Should Pamela be allowed to donate? What are the risks to her – both of the operation itself, and of being left with only one kidney? And, if the team allow her to donate, who should receive such an elderly organ?
16 July 2012
Inside the Ethics Committee
BBC Radio 4, Thursday 19 July 2012, 09.00-09.45, repeated 21.00-21.45, available via the iPlayer or as a podcast
From the programme’s website:
Monty has double pneumonia and is in intensive care. A ventilator is breathing for him and he’s sedated so that he can tolerate a breathing tube in his throat. Given the risks associated with being intubated in this way, the team are keen to get him off the ventilator as soon as possible, so that he can start breathing for himself.
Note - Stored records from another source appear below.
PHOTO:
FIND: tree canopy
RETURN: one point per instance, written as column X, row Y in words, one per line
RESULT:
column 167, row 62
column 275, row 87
After several days of antibiotics, Monty improves. So they stop the sedation, wake him up, and remove the breathing tube. The plan is for Monty to wear a mask to support his breathing until he is strong enough to breathe for himself.
But Monty is autistic, and as soon as the mask is placed on his face, he pushes it away. The nurses put it back on, but again he bats it off. The nurses persist, but Monty struggles and lashes out at them. Exhausted, he starts going blue. Fearing for Monty’s life, the team re-sedate him and put him back on the ventilator.
As his life hangs in the balance, what lengths should the medical team go to to get Monty to accept the life-saving treatment he is struggling against? Should they physically restrain him?
Joan Bakewell chairs the discussion between medical and ethical experts.